A Pigg Peak si gioca una ufficiale partita di calcio ai cigli della strada. Ci fermiamo. Parlo con l’allenatore delle camicette rosse che subito non perde l’occasione del mio interesse e mi dice che ha problemi per comprare le scarpe ai giocatori. I need a sponsor. Mi invita alla sua casa. “Ma sei al 20 del primo tempo, come puoi lasciare la tua squadra adesso??”. Benedetta Africa della non razionalita’!!! Il viaggio si riempie anche di noi. Chiacchieriamo. L’auto ha il potere di creare un microcosmo intoccabile. Viaggiatori del Sudafrica e della nostra vita. Padre e figlia on the road con il bagaglio di speranze fatti esperienze ricordi famiglia lutti persone luoghi lavoro. Recuperare il filo indistruttibile che le impossibilità del quotidiano ci fanno alle volte perdere.
Uthando in zulu. Ndebele, in Xhosa, la lingua di Nelson Mandela. Liefde in Afrikaans, la lingua dei boeri. Levato in Sotho. Love in English. Parole che dicono in italiano quello che provo per te, figlia mia: amore. La savana del Kruger è come mi aspettavo. Boscosa, bassa, ricca di vegetazione. Vediamo con la fortuna dei principianti, appena entrati, due dei famosi Big Five: un elefante ed un rinoceronte che ci snobbano tranquillamente. I soliti turisti per caso, ruminano. Casetta dove alloggeremo.
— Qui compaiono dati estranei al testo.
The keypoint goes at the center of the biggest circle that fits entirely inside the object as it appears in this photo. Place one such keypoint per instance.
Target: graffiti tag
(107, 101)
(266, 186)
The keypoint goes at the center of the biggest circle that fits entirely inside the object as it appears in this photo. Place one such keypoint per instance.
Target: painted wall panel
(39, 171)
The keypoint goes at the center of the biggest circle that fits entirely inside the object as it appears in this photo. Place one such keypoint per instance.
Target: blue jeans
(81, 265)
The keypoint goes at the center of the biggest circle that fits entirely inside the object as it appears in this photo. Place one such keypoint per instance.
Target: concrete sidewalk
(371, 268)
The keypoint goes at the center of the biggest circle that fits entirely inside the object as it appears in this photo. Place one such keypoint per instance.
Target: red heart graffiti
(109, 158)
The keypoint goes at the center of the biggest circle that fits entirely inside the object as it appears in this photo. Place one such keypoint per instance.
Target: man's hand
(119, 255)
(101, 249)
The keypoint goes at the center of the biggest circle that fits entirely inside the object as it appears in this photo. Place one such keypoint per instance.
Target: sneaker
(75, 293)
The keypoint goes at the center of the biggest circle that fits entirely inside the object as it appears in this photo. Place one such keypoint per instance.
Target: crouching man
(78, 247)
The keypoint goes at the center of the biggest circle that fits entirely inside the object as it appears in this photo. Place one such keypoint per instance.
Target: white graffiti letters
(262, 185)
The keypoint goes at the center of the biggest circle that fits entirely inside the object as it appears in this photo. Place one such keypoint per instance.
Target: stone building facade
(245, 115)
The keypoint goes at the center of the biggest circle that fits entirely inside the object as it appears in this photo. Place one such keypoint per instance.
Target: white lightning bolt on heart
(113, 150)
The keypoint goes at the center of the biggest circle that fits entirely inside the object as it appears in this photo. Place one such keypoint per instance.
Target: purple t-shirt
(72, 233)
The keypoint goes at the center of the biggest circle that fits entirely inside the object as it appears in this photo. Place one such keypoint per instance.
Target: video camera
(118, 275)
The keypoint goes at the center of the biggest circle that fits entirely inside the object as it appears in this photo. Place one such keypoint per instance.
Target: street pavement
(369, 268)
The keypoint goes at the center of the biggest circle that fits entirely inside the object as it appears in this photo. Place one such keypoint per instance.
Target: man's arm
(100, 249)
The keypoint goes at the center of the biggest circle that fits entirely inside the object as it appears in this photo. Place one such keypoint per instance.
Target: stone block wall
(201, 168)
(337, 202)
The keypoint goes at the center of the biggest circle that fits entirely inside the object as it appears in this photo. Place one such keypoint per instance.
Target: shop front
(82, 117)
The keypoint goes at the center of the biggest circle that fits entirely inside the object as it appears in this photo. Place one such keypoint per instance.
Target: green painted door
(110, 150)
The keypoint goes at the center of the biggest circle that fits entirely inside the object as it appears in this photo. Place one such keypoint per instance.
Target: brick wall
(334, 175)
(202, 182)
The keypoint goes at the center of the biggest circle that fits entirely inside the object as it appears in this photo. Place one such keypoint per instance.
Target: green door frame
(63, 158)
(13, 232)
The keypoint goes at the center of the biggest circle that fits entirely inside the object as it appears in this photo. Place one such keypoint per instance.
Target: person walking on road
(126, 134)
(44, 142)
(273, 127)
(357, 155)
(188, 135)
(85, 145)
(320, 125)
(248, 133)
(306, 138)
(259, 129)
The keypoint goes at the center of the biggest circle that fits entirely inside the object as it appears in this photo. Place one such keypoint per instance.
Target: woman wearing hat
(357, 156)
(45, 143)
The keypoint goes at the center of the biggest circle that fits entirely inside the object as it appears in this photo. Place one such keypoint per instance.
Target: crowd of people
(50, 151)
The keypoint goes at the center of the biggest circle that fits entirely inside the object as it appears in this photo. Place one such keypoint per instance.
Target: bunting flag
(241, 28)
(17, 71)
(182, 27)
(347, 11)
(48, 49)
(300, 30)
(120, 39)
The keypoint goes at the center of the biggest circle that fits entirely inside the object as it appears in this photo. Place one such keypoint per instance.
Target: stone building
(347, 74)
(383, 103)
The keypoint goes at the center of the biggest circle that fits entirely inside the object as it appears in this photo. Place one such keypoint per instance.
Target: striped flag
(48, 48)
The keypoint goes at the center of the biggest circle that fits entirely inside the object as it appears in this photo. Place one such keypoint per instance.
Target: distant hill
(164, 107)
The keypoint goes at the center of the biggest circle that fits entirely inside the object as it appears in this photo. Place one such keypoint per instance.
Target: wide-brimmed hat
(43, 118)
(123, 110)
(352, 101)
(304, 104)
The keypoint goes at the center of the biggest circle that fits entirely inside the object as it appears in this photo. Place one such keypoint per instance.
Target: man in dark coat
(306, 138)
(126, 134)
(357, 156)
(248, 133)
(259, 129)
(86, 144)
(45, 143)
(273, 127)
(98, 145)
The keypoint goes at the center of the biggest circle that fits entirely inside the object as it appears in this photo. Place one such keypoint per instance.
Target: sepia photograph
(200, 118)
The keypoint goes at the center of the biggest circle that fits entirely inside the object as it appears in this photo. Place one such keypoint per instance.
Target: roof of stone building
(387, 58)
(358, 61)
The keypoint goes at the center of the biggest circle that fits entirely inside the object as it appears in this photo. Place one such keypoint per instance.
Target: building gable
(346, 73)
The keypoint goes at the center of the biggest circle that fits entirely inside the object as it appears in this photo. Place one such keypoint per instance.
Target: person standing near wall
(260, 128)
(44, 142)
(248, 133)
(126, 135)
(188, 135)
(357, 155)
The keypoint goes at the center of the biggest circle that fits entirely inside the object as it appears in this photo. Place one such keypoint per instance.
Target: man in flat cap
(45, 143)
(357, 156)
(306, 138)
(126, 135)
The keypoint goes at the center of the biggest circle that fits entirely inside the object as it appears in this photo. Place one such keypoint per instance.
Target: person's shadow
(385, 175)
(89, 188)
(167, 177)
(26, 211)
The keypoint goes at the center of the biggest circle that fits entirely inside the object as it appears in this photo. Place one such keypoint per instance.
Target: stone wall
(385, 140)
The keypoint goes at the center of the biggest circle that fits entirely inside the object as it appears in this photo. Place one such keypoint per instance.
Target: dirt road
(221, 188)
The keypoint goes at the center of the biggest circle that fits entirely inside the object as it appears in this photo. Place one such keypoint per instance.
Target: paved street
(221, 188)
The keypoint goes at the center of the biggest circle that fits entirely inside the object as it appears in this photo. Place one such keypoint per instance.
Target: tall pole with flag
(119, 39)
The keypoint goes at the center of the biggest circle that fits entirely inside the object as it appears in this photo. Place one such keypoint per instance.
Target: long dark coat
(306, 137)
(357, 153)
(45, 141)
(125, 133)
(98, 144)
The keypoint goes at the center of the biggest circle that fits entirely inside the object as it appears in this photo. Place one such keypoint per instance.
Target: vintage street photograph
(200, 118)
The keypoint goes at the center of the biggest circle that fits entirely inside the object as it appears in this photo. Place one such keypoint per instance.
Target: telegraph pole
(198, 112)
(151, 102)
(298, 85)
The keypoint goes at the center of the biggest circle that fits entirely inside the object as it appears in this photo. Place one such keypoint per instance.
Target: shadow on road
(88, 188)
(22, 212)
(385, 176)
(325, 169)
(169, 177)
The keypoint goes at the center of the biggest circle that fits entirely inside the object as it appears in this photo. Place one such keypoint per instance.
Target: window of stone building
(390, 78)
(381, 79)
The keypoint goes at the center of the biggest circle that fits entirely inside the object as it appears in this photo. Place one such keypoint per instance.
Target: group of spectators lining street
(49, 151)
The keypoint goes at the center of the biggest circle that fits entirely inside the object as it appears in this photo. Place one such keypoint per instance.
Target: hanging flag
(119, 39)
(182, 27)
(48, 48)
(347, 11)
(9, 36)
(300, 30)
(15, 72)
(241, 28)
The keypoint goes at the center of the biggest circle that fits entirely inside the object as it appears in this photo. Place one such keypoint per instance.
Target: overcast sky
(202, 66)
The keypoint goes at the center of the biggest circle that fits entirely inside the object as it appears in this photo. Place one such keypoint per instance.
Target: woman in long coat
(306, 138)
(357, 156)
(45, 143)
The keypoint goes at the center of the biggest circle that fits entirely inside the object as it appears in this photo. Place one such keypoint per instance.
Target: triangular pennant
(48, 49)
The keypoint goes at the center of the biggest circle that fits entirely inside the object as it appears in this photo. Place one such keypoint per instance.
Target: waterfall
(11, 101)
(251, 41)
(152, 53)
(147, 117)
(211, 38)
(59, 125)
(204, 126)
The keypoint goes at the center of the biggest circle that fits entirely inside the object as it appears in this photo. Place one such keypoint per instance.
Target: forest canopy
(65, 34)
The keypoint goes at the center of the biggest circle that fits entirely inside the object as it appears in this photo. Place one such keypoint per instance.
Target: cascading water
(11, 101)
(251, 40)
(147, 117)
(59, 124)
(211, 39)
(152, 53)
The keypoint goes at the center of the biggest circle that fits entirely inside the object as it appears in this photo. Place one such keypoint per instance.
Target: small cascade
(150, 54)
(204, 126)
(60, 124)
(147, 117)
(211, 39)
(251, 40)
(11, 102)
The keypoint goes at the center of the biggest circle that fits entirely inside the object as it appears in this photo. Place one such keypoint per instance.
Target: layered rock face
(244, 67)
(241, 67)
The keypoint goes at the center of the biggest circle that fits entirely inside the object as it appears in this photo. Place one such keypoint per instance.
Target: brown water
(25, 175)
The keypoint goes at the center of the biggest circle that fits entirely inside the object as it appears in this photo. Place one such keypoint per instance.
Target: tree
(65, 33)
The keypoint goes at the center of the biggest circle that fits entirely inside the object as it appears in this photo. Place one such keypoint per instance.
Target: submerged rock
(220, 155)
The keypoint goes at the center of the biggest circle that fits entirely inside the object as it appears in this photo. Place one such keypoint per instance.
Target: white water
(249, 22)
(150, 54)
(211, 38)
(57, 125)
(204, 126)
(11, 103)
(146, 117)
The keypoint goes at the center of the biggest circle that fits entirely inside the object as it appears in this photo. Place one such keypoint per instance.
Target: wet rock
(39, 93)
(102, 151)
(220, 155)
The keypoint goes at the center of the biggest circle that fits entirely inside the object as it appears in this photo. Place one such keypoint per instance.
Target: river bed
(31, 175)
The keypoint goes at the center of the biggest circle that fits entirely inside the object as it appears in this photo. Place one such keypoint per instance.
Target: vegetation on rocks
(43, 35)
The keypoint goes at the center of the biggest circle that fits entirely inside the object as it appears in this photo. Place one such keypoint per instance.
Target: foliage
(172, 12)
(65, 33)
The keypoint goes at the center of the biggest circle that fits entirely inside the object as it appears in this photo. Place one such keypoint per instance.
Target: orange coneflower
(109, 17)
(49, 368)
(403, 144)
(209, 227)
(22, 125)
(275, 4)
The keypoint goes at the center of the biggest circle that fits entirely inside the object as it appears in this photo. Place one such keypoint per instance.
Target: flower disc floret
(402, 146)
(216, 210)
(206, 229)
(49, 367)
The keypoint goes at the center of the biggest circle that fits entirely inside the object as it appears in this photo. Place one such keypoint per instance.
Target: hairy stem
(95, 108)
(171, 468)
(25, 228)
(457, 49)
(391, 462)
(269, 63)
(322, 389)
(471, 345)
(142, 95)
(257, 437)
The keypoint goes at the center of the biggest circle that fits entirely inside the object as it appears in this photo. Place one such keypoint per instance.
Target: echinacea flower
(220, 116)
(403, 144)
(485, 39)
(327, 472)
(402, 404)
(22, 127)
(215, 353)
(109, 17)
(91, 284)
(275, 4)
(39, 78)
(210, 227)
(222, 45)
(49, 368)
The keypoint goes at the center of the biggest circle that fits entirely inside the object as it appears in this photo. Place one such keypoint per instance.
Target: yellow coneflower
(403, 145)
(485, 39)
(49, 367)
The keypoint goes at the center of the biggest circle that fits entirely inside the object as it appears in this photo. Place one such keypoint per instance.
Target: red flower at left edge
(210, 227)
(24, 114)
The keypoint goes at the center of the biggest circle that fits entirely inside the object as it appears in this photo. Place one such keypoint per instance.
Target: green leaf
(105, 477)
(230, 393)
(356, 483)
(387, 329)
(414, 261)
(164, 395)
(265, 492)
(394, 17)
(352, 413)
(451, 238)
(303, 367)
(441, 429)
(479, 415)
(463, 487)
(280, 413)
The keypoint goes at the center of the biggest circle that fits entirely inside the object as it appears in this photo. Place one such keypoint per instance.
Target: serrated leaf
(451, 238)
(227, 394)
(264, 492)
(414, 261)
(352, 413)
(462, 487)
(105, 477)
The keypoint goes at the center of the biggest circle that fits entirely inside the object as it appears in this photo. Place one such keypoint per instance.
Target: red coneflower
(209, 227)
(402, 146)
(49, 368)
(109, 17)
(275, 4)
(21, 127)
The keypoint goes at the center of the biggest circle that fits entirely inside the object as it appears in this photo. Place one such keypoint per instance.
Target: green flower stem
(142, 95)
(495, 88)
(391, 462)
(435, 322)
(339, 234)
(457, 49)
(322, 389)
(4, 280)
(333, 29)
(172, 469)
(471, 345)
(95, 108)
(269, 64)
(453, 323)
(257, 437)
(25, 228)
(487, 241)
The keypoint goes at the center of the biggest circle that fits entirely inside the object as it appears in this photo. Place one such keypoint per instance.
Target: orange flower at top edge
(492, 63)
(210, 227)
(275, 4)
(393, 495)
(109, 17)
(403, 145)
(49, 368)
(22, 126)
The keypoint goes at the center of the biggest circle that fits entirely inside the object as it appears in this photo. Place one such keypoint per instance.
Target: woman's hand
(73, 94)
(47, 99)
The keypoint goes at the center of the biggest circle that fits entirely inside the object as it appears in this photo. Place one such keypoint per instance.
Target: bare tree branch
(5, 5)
Buio con mia paura di eventuali babbuini che solo se mi sfiorassero sarebbe un infarto miocardico istantaneo. I tramonti in Africa sono davvero come da reportage fotografici. Unici per via dell’asse terrestre rispetto al sole. Larghi larghi. Guardiamo anche le stelle. Vicine. Incombenti. Da toccare. Fumo mezza sigaretta lasciatami caritatevolmente.
Sveglia alle cinque il giorno successivo, incredibile ma vero per la famiglia Cazzaniga, per il safari. Armati sì, ma di professional camera. Sottozero in una jeep aperta con coperta non riparatrice. Messicani caciaroni. Due elefanti, tre giraffe, coccodrilli a volontà nel fiume. Una mandria di bufali che fanno due metri al record di dieci minuti, una frustrazione alla faccia dei miei ricordi western con i caw boys al galoppo per fermarli. Un tentativo di avvistamento di leone fallito. Impala dappertutto. Il ghepardo impossibile da vedersi perché quasi invisibile nel suo mimetizzarsi e nascondersi.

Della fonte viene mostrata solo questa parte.